Calculé à partir des réponses de chefs d’entreprise des principaux secteurs marchands, cet indicateur synthétique mesure le moral du tissu productif. Sa remontée intervient après plusieurs mois de stagnation, dans une conjoncture où la trajectoire budgétaire pèse encore sur les perspectives d’activité et où la Banque de France table sur une croissance de seulement 0,5 % du produit intérieur brut cette année.

Le commerce de détail tire la hausse

La progression d’ensemble est portée par le commerce de détail et le commerce automobile, dont l’indicateur bondit de huit points, à 99, selon l’Insee. L’institut attribue cette embellie à des intentions de commandes mieux orientées chez les détaillants interrogés entre le 25 juin et le 20 juillet.

Le secteur des services s’éclaircit également, avec un indice en hausse de deux points, à 98, tout en demeurant sous sa moyenne de long terme. Dans l’industrie, le climat des affaires rebondit d’un point, à 101, un niveau supérieur à sa moyenne. Le bâtiment reste stable, à 95, tandis que le commerce de gros recule de deux points, à 95 lui aussi.
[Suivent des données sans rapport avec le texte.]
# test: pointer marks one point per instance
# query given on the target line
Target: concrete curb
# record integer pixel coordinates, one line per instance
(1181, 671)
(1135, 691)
L’industrie au-dessus de sa moyenne

Dans le détail de l’industrie manufacturière, publié le même jour, l’Insee relève un solde d’opinion sur la production passée en nette remontée, à +7 %, repassé au-dessus de sa moyenne de +4 %. Le solde relatif aux carnets de commandes globaux s’améliore, à -12 % contre -14 % en juin, mais reste négatif.

Les perspectives personnelles de production, en revanche, se replient à -1 %, leur plus bas niveau depuis août 2025. « Le climat des affaires s’améliore dans tous les sous-secteurs de l’industrie manufacturière sauf les autres industries, où il reste stable », précise l’Insee, qui note un indicateur de 106 dans les biens d’équipement et de 103 dans les matériels de transport.

Un attentisme qui persiste

Malgré cette amélioration, le sentiment des dirigeants sur l’incertitude économique demeure stable et supérieur à sa moyenne, souligne l’Insee. Reprise par Boursorama, la note décrit une hausse « légère » qui traduit un optimisme prudent sur l’évolution de la demande, sans lever l’attentisme des chefs d’entreprise.

Cette réserve tient en partie aux contraintes budgétaires : la trajectoire des finances publiques limite les marges de soutien de l’activité, un point relevé par plusieurs analystes. Le rebond de juillet reflète aussi des schémas saisonniers, de nombreuses entreprises françaises tournant au ralenti pendant l’été.

Un climat de l’emploi stable

L’indicateur du climat de l’emploi, lui, reste stable à 98 après son rebond de juin, d’après l’Insee. L’institut précise que la donnée de juin a été révisée à la hausse de neuf points, en raison de réponses d’entreprises arrivées tardivement et d’ajustements méthodologiques saisonniers appliqués en juillet, avec des révisions rétroactives jusqu’en janvier 2026.

Ces publications s’inscrivent dans une séquence chargée pour l’institut, qui doit livrer d’ici au 31 juillet l’indice des prix à la consommation de juillet, indicateur clé du suivi de l’inflation. La prochaine estimation du climat des affaires est attendue le 21 août.